What happens to Penn State football players after they graduate? Is there life after Penn State? Some go on to have successful careers in pro football and others turn to careers outside of football, but only a select few are enshrined in the Penn State Football Hall of Fame.
The Hall of Fame is in the Greenberg Indoor Sports Complex, within shouting distance of Joe Paterno's office. The complex was built in 1981 with a space reserved for a place to put all of the individual and team awards the football program has received.
The trophy cases, which were built separate from the building, were fit into the room and Penn State began inducting people. Players make the hall after they graduate and if they receive All-America or Academic All-America honors, some kind of national recognition or a Post Graduate Scholarship.
Since 1981, the football games including two national championships and has many graduates worthy of note. So, as one can imagine, those awards combined with inductees from the previous 95 years and the hall is starting to run out of space.
Bob Mitinger, a member of the hall, thinks that it should be made larger and there should also be halls of fame at Penn State for other sports besides football. The hall makes people who are involved with Penn State feel special, the former tight end said.
"It conveys pride, an internal stick-your-chest out sort of things. It shows that we've had a lot of good people play football here," Mittinger said.

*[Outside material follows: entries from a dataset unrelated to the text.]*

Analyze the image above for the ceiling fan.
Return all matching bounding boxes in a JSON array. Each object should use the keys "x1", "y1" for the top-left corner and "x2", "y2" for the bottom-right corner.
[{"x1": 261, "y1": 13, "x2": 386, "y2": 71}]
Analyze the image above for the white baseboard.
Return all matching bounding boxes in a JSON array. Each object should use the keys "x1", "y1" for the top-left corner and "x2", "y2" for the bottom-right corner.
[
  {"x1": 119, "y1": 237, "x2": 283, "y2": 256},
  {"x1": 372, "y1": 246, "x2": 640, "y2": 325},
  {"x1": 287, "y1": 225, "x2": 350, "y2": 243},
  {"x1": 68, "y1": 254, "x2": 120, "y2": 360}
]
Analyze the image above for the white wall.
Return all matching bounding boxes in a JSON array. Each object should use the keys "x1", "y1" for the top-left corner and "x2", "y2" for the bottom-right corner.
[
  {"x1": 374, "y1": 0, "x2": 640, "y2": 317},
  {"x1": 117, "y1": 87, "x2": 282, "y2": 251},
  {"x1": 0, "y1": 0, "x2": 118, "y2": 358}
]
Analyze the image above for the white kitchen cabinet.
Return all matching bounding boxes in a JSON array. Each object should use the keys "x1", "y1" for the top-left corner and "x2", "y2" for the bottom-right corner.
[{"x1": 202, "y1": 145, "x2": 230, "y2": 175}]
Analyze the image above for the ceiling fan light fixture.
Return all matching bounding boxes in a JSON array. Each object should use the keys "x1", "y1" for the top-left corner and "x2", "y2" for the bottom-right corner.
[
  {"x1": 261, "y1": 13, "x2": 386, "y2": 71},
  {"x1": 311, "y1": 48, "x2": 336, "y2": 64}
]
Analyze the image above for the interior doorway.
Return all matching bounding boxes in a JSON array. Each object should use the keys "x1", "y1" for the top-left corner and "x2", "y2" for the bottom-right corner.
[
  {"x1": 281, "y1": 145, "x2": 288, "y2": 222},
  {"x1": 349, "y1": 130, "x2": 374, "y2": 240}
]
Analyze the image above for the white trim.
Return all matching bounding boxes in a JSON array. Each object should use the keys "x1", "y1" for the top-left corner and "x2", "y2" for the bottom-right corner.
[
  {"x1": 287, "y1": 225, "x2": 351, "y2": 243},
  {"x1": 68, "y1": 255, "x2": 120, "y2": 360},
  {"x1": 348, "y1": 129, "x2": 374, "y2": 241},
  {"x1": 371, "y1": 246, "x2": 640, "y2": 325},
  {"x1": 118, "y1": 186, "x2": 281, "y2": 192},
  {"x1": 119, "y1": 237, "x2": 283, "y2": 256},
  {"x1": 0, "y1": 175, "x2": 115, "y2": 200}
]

John Bove, coordinator of football recruiting, said the hall was made primarily for people involved with the football program to come back and enjoy memories. But it's also for anyone who wants to come and see Penn State football tradition, he added.
George and Mildred Bishop, two tourists from Waverly, Ohio, thought very highly of the hall, but they agreed with Mitinger's assessment of it.
"We were just wondering where in the world they are going to put any more trophies," George said.
Many people visit the hall, but it depends on what time of the year it is, observed the football office secretary Mel Capobianco. She said the two busiest times are football weekends, when there is a steady stream of people, and in the summer, when football recruits and their parents come to see Paterno. But, she added, during the school year, groups of 30-60 grade-school kids on field trips come in to see the hall.
It doesn't seem that there is quite as much enthusiasm for the hall among the current student body, though. Many students haven't even heard of it, and John Lavrich, a senior who has been there once, said he thought it was an "over-sized trophy case."
But Bove said they weren't trying to advertise the hall on any great scale. He compared the hall to the Penn State Creamery both depend on word of mouth for promotion.